Canada’s Treatment of Indigenous People: Film and Q&A

The Centre for American Studies welcomes Canadian film maker and lecturer, Tasha Hubbard on Monday 11 July (1-3pm in GLT3) for a screening of her documentary Two Worlds Colliding.

Hubbard’s 2005 documentary chronicles the story of Darrell Night, an Indigenous man who was dumped by two police officers in a barren field on the outskirts of Saskatoon in January 2000, during -20° C temperatures. He found shelter at a nearby power station and survived the ordeal, but he was stunned to hear that the frozen body of another Indigenous man was discovered in the same area. Days later, another victim, also Indigenous, was found.

This film is an inquiry into what came to be known as Saskatoon’s infamous ‘freezing deaths’ and the schism between a fearful, mistrustful Indigenous community and a police force that must come to terms with a shocking secret.

Following the screening, Tasha Hubbard will discuss how Patrick Wolfe’s “logic of elimination” plays out in the prairie city of Saskatoon.

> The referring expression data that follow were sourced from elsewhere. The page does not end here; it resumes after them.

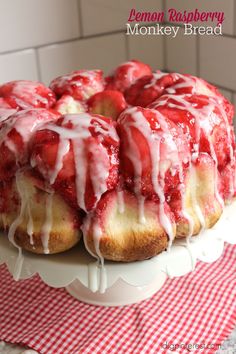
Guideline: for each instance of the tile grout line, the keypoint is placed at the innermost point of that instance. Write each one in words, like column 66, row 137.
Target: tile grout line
column 63, row 42
column 79, row 10
column 38, row 64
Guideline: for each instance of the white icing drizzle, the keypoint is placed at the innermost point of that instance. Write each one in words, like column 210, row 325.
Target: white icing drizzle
column 195, row 202
column 96, row 271
column 26, row 91
column 203, row 121
column 140, row 123
column 25, row 123
column 30, row 225
column 120, row 202
column 47, row 226
column 99, row 160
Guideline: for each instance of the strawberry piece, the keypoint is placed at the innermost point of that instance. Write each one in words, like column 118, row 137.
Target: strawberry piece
column 153, row 152
column 126, row 74
column 78, row 157
column 67, row 104
column 25, row 94
column 15, row 135
column 188, row 84
column 107, row 103
column 148, row 88
column 121, row 230
column 80, row 84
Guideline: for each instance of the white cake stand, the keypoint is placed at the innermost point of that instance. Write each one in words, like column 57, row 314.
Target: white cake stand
column 120, row 283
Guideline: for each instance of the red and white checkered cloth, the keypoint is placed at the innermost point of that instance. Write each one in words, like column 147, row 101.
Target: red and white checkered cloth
column 195, row 310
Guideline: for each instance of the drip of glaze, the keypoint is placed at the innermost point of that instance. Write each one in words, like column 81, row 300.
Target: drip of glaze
column 195, row 203
column 140, row 123
column 47, row 226
column 120, row 202
column 96, row 270
column 20, row 217
column 30, row 225
column 14, row 226
column 141, row 214
column 63, row 149
column 201, row 122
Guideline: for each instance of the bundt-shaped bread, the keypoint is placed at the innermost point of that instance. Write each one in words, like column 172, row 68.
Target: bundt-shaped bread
column 130, row 162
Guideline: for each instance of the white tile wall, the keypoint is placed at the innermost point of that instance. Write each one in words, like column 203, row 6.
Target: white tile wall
column 103, row 52
column 26, row 23
column 18, row 66
column 148, row 49
column 64, row 35
column 181, row 53
column 99, row 16
column 226, row 6
column 218, row 60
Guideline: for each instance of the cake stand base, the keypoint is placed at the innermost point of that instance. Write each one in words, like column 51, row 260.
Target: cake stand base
column 117, row 283
column 120, row 294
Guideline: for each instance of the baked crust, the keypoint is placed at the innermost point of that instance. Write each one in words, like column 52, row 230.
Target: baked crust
column 63, row 224
column 123, row 236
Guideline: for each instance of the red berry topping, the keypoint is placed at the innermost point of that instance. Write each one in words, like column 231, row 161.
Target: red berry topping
column 126, row 74
column 107, row 103
column 153, row 151
column 203, row 121
column 148, row 88
column 24, row 94
column 15, row 135
column 79, row 84
column 78, row 156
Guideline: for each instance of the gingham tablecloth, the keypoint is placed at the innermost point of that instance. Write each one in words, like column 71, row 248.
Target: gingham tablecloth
column 194, row 313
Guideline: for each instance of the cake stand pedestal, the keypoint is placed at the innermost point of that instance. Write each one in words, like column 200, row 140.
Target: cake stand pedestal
column 118, row 284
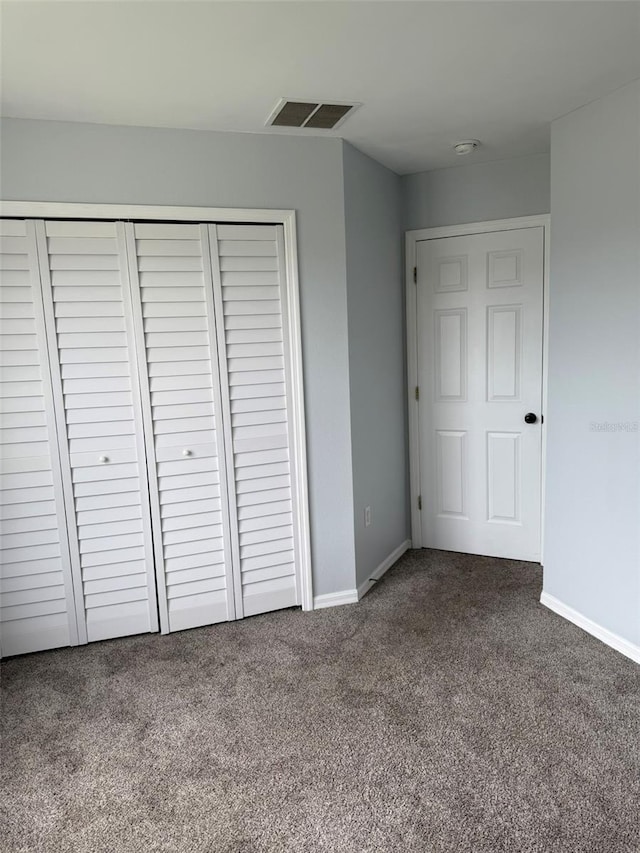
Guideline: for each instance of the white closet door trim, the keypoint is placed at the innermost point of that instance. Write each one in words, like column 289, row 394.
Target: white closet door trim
column 286, row 218
column 290, row 296
column 229, row 522
column 54, row 443
column 61, row 428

North American settler colonialism is predicated on the disappearance of Indigenous peoples, both historical and on-going. The destruction of the buffalo allowed Canadian forefathers to use a starvation policy to clear Indigenous peoples from the land, specifically in the prairies. Despite being confined to reservations throughout the early part of the 20th century and forced into assimilative and abusive residential schools, Indigenous people continued to fight to exist. When some of these oppressive laws were eventually lifted, Indigenous peoples migrated to urban centres like Saskatoon in the 1960s and 70s to find work and pursue education. Settler colonialism adapted with new tactics, such as police taking Indigenous peoples to the outskirts of the city, often in the depths of winter.

The film Two Worlds Colliding (2005) chronicles the discovery of this practice in Saskatoon through interviews with the police themselves, the families left behind, and a lone witness. Also related to the notion of disappearance are the 1700 missing and murdered Indigenous women in Canada. While activists and communities have called for action by governments and police forces, their cries were met with willful deafness until this past year.

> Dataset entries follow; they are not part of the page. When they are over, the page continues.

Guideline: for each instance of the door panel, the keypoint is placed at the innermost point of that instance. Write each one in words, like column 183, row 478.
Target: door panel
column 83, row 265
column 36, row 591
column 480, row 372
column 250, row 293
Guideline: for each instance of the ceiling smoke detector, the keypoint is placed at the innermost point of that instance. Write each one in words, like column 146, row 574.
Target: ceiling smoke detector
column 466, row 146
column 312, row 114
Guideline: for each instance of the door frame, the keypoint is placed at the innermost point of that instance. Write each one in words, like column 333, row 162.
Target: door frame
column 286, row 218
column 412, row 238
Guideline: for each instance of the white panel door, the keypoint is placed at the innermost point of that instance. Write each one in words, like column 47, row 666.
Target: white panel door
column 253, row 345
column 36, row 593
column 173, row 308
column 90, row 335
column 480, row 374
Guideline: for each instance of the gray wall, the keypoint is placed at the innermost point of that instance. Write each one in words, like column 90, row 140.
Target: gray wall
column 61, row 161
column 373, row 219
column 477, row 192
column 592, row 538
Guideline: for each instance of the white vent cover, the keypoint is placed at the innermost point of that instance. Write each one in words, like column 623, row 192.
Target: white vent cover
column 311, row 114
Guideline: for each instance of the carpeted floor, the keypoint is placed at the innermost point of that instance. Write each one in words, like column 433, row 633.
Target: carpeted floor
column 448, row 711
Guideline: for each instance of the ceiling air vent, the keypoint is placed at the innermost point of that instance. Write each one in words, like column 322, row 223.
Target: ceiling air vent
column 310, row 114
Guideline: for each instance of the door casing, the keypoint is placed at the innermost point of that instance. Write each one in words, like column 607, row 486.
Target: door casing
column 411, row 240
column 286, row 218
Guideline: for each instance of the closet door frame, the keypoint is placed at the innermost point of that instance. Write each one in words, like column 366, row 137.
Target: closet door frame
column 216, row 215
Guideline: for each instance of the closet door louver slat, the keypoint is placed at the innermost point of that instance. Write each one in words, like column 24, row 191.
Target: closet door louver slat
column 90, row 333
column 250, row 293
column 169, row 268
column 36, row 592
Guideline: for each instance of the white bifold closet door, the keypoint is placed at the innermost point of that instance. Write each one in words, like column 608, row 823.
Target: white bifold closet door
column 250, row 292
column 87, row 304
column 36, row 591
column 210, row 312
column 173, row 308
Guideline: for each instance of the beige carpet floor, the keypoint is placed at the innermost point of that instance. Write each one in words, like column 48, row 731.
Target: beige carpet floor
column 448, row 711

Hubbard’s earlier short film 7 Minutes (recent recipient of Best Short Non-Fiction at the Golden Sheaf Awards) shows the atmosphere of potential harm that young Indigenous women on the prairies must live with on a daily basis.

 

Tasha Hubbard is Assistant Professor in the Department of English at the University of Saskatchewan. She teaches indigenous literatures, as well as classes in first-year English as part of the Aboriginal Student Achievement Program. Her current film and academic work focuses on Indigenous creative representation of the Buffalo and on recovering historic Indigenous stories. She is an award-winning documentary filmmaker; her solo writing/directing project Two Worlds Colliding (2004) won a Canada Award at the Geminis and a Golden Sheaf Award and she recently released the animated short film Buffalo Calling, 2013.